Matteo Renzi è un furbacchione, capace di mentire anche a se stesso per assicurare agli altri che dice la verità. In sostanza ha tutte le caratteristiche, le più importanti, per essere un buon politico. Ma questa è soltanto una nostra sensazione - sorella dell'opinione - che potrebbe essere poi smentita dagli accadimenti. Che fare per appurare se il sindaco di Firenze sia un fuoriclasse oppure un bluff? Come nel poker, bisogna andare a vedere. Cioè mettere alla prova il segretario del Pd, mandandolo difilato a Palazzo Chigi in sostituzione di Enrico Letta, persona ammodino, ma talmente tiepido da risultare ininfluente sui (pessimi) destini italiani.
Scusate il bisticcio, ma non è più tempo di perdere tempo. Andare avanti - anzi, restare immobili - con questo premier alla camomilla è utile solo a rafforzare negli italiani la convinzione che la prognosi sia infausta e che ci attenda una morte lenta fra atroci tormenti. Bisogna cambiare, tentare una svolta. Dato che il giovin Matteo ha dimostrato di avere meno scrupoli che timori, buttiamolo in piscina, nell'acqua alta, così scopriremo se è un nuotatore o se anche lui necessita della paperella per galleggiare.
Il ragazzo sa parlare, sa stare al mondo, non è timido, non esita a osare laddove non osano neanche le vecchie pantegane della politica. A giudicare dall'eloquio e dalle apparenze, egli riesce a piacere persino a coloro i quali - a me, per esempio - ne detestano il partito, rimasuglio insignificante della mummia comunista. Ma per «pesarlo» seriamente è bene non appigliarsi ai pareri dei critici televisivi, facendoli nostri: occorre verificare se egli sia in grado di trasformare i suoi buoni propositi in realtà palpabile.
Poiché le opere di Letta sono di certo impalpabili, rinunciamo al governo in carica e diamocene un altro presieduto da Renzi, sperando che Dio ce la mandi buona, come diceva quel parroco mentre aspettava alla stazione la neoassunta perpetua. Non abbiamo alternative in questo momento. Lo stesso Renzi, ciurlando nel manico, ha dichiarato: «A me conviene votare, ma all'Italia no». Falso. A lui non conviene affatto votare in quanto i sondaggi indicano in Silvio Berlusconi il probabile vincitore. Quindi, calma e gesso. Diciamo piuttosto che le elezioni anticipate non vanno a genio a nessuno. Chi le avversa per un motivo e chi per un altro. Il Cavaliere, per esempio, pur avendo qualche chance in più del Pd, preferisce attendere ancora un annetto prima di misurarsi col voto politico, al fine di riorganizzare, nel frattempo, Forza Italia e di conoscere la decisione dei giudici in merito alle modalità con cui egli dovrà scontare la propria condanna per la nota vicenda giudiziaria.

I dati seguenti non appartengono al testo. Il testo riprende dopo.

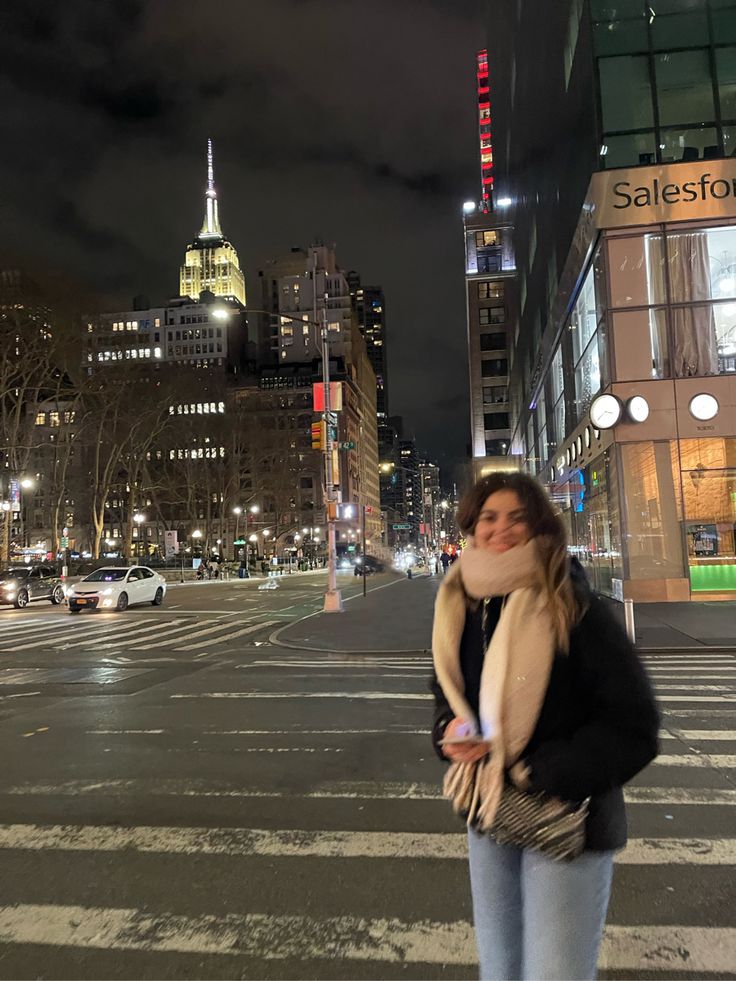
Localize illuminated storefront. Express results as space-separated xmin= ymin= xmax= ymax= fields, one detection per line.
xmin=514 ymin=159 xmax=736 ymax=602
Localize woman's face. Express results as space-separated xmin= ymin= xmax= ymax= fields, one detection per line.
xmin=473 ymin=490 xmax=531 ymax=554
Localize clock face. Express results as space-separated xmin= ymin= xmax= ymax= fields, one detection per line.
xmin=590 ymin=395 xmax=621 ymax=429
xmin=626 ymin=395 xmax=649 ymax=422
xmin=688 ymin=392 xmax=719 ymax=422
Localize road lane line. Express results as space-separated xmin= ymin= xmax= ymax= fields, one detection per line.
xmin=175 ymin=620 xmax=277 ymax=651
xmin=651 ymin=753 xmax=736 ymax=769
xmin=169 ymin=691 xmax=434 ymax=702
xmin=663 ymin=729 xmax=736 ymax=742
xmin=131 ymin=620 xmax=243 ymax=651
xmin=45 ymin=620 xmax=187 ymax=650
xmin=8 ymin=779 xmax=736 ymax=807
xmin=0 ymin=824 xmax=736 ymax=866
xmin=0 ymin=903 xmax=736 ymax=976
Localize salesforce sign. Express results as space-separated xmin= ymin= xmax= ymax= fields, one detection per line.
xmin=586 ymin=158 xmax=736 ymax=228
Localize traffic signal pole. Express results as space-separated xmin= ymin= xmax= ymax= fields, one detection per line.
xmin=315 ymin=306 xmax=343 ymax=613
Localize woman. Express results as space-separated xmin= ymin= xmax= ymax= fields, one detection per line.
xmin=432 ymin=473 xmax=659 ymax=981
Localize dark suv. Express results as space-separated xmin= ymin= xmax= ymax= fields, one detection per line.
xmin=0 ymin=565 xmax=64 ymax=610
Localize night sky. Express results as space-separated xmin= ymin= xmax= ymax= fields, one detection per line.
xmin=0 ymin=0 xmax=485 ymax=474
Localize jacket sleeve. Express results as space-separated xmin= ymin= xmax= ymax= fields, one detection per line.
xmin=525 ymin=596 xmax=659 ymax=800
xmin=429 ymin=671 xmax=455 ymax=763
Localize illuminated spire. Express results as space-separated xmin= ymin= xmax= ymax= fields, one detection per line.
xmin=199 ymin=140 xmax=223 ymax=238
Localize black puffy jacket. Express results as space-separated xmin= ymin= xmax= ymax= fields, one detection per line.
xmin=431 ymin=562 xmax=659 ymax=851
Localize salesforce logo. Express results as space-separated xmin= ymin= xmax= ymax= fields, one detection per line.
xmin=613 ymin=174 xmax=736 ymax=211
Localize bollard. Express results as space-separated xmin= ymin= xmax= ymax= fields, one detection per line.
xmin=624 ymin=600 xmax=636 ymax=644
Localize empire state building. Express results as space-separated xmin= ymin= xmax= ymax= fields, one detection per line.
xmin=179 ymin=140 xmax=245 ymax=306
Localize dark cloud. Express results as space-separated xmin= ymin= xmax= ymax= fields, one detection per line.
xmin=0 ymin=0 xmax=483 ymax=470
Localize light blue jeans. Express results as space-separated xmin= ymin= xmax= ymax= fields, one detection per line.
xmin=468 ymin=830 xmax=614 ymax=981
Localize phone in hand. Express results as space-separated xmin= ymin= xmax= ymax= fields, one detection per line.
xmin=437 ymin=736 xmax=485 ymax=746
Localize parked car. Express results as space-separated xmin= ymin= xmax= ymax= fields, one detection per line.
xmin=0 ymin=565 xmax=64 ymax=610
xmin=355 ymin=555 xmax=386 ymax=576
xmin=66 ymin=565 xmax=166 ymax=613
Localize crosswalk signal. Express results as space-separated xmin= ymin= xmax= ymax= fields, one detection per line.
xmin=312 ymin=422 xmax=325 ymax=450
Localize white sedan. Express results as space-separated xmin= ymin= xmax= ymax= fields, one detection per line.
xmin=66 ymin=565 xmax=166 ymax=613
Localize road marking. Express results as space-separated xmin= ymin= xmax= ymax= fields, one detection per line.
xmin=656 ymin=689 xmax=736 ymax=704
xmin=0 ymin=903 xmax=736 ymax=975
xmin=654 ymin=682 xmax=734 ymax=694
xmin=652 ymin=753 xmax=736 ymax=768
xmin=10 ymin=779 xmax=736 ymax=807
xmin=84 ymin=729 xmax=431 ymax=738
xmin=46 ymin=620 xmax=187 ymax=650
xmin=175 ymin=620 xmax=277 ymax=651
xmin=132 ymin=620 xmax=242 ymax=651
xmin=169 ymin=691 xmax=434 ymax=702
xmin=663 ymin=729 xmax=736 ymax=742
xmin=0 ymin=824 xmax=736 ymax=866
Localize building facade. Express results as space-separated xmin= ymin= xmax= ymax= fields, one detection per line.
xmin=489 ymin=0 xmax=736 ymax=602
xmin=179 ymin=140 xmax=245 ymax=306
xmin=464 ymin=205 xmax=519 ymax=477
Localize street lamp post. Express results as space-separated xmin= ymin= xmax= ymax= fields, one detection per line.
xmin=239 ymin=306 xmax=343 ymax=613
xmin=233 ymin=506 xmax=243 ymax=561
xmin=133 ymin=512 xmax=146 ymax=557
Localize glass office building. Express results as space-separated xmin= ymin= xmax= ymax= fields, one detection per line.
xmin=590 ymin=0 xmax=736 ymax=168
xmin=489 ymin=0 xmax=736 ymax=602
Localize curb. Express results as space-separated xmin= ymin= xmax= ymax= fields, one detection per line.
xmin=268 ymin=577 xmax=431 ymax=657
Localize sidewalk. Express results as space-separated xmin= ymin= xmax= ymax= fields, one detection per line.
xmin=271 ymin=575 xmax=736 ymax=654
xmin=271 ymin=575 xmax=441 ymax=654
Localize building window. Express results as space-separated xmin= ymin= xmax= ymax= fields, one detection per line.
xmin=475 ymin=230 xmax=499 ymax=249
xmin=480 ymin=333 xmax=506 ymax=351
xmin=480 ymin=358 xmax=509 ymax=378
xmin=483 ymin=385 xmax=509 ymax=405
xmin=483 ymin=412 xmax=509 ymax=429
xmin=478 ymin=307 xmax=506 ymax=327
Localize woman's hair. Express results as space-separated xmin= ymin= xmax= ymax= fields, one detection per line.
xmin=457 ymin=471 xmax=584 ymax=651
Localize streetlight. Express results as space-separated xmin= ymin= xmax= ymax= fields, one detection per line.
xmin=133 ymin=512 xmax=146 ymax=555
xmin=233 ymin=505 xmax=243 ymax=559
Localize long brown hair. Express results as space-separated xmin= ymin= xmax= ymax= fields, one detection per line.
xmin=457 ymin=471 xmax=584 ymax=651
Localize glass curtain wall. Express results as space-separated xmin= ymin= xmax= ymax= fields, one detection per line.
xmin=607 ymin=225 xmax=736 ymax=381
xmin=590 ymin=0 xmax=736 ymax=168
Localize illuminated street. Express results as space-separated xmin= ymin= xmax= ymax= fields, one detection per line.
xmin=0 ymin=574 xmax=736 ymax=978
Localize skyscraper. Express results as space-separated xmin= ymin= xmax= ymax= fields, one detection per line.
xmin=347 ymin=272 xmax=388 ymax=418
xmin=488 ymin=0 xmax=736 ymax=602
xmin=179 ymin=140 xmax=245 ymax=305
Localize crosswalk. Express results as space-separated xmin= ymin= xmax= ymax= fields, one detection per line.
xmin=0 ymin=648 xmax=736 ymax=979
xmin=0 ymin=611 xmax=283 ymax=655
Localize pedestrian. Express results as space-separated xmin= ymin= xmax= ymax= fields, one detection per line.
xmin=432 ymin=473 xmax=659 ymax=981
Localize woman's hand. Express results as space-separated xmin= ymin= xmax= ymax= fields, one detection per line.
xmin=441 ymin=716 xmax=489 ymax=763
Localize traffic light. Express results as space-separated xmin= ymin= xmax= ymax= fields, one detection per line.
xmin=312 ymin=421 xmax=325 ymax=450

D'altronde siamo alla vigilia delle europee, che forniranno indicazioni precise circa gli umori dei cittadini. Un test importante per qualunque dirigente politico. Attualmente in Parlamento una maggioranza c'è, la medesima che sostiene Letta e che potrebbe sostenere Renzi. E allora tanto vale limitarsi a sostituire il presidente del Consiglio: fuori Letta, dentro Renzi. Se quest'ultimo compisse il miracolo - con l'appoggio discreto di Berlusconi - di realizzare due o tre riforme, o magari quattro, sarebbe un trionfo per lui, per il suo socio e per il Paese, oggi anchilosato, paralizzato e rimbambito.
Ecco perché consideriamo fondamentale l'incontro di lunedì al Quirinale tra Giorgio Napolitano e il premier di carta velina. Potrebbe sortirne la sospirata novità ovvero l'avvicendamento di cui sopra: Matteo al posto di Enrico. Non siamo in grado di anticipare quale dei due sia più in gamba. Ma siamo sicuri che peggio di Letta non vi è nessuno, pertanto chi lo sostituirà non avrà molte difficoltà a non farlo rimpiangere.
Questi non sono che i preliminari. Prudenza impone di non sbilanciarsi, anche perché la nostra non è una democrazia normale e ci ha abituati alle sorprese.